FT: Frankly, it is not going to be easy to do so. President Kagame is very proud to be considered by Americans; some have even written a book on him, that he is leading the country as a corporation; a corporation that we are not shareholders in. The link between business and government is terrible. An article in the Financial Times reported that the party has over 700 million pounds for one single political party which is the 4th richest political party in the world. How do you differentiate this? It is terrible. Politics in Rwanda for people today is business. They try to convince people in the international community that there is democracy, good governance, reconciliation and peace. They show the development of the capitol city of Kigali as evidence but it is not what the Rwandan people need. We want a separation of business of the government. But to reach this aim a will be very difficult. The people of Rwanda have no strength to fight such a problem.
JF: This morning you wrote “On his African tour, President Obama cannot ignore the current issues in the Great Lakes Region, including Rwanda’s FDLR, Congo’s M23 and Uganda’s ADF-NALU, and as previously suggested by Tanzanian President, no solution will be reached without negotiations between the Governments and those armed groups.” How do you think Obama should address these issues on his visit?
FT: I believe he should support the line of Kikwete, the president of Tanzania. Arms cannot solve all problems; political problems particularly. Kagame says “well I used arms and I took the country.” He did it in Congo in 1996 and he did succeed because Mobutu ran away. Now we have 19 years where he has not been successful with the FDLR unless we are being told lies. If we cannot find a military solution to the situation then we have to look at a political solution. That is what Kikwete is proposing. I personally do not believe that all those guys in Congo are criminals and killers or genocidaires. I believe some are in their 20’s and they want to go back to Rwanda. So those guys (FLDR) have to be approached and asked if they want to go home. We have to end this situation (in Congo) positively by negotiation. After all, if M23, which is also an organization of criminals who are killing women and children and yet they are allowed to go and negotiate then why not the others?

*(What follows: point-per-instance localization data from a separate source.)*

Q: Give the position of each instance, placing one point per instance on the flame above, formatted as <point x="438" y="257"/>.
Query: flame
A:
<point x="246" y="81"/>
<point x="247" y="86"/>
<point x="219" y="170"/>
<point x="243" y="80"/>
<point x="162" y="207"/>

A killer is a killer; there is no difference at all. Why are some allowed to negotiate and not others? We have to find a reasonable solution and a reasonable solution for me is to negotiate. To negotiate is not a crime it is rather a demonstration of going beyond our own feelings and finding a solution.
JF: What are your views on the conflict in DRC, and would the removal of Kagame as a president solve or make any change in this conflict?

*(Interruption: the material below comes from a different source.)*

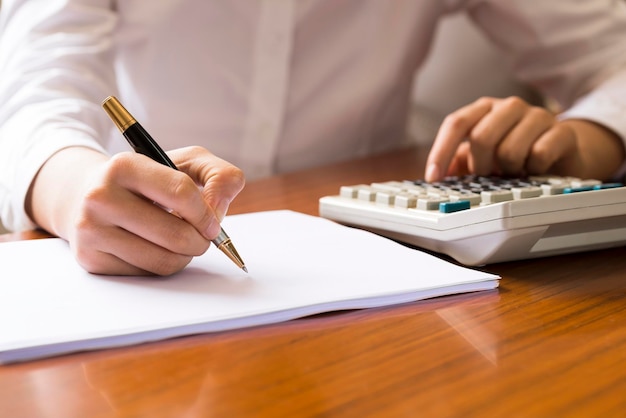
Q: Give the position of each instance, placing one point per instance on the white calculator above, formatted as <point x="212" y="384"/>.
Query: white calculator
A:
<point x="482" y="220"/>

FT: I think Kagame is working within a system. Removing Kagame is not removing the entire system. It could probably diminish the intensity of the situation today but I do not know if it will solve problem. Africans are accustomed to this, removing someone, you put someone else in and the situation does not change. But the system is there, built on one single person, removing him the situation can collapse but there will not be a peaceful collapse. So, we have to find a way in the middle. I cannot propose any except that sitting together and trying to talk is the best way.

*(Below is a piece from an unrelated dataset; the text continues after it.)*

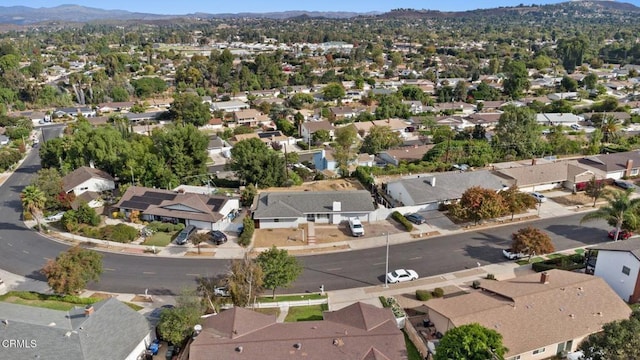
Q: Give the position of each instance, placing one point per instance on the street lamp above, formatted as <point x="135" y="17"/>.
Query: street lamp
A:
<point x="386" y="281"/>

JF: My last question to you is: upon your return to Rwanda later this month what will be your first priority?
FT: My first priority is to behave like a politician. If I want to register my party I have to follow the laws of the country and see what happens.
Mr. Twagiramungu has ambitions and dreams for Rwanda and appears to have the energy and strength to attempt to fulfill them. Whether or not he will succeed in Rwanda will be told in the months to come.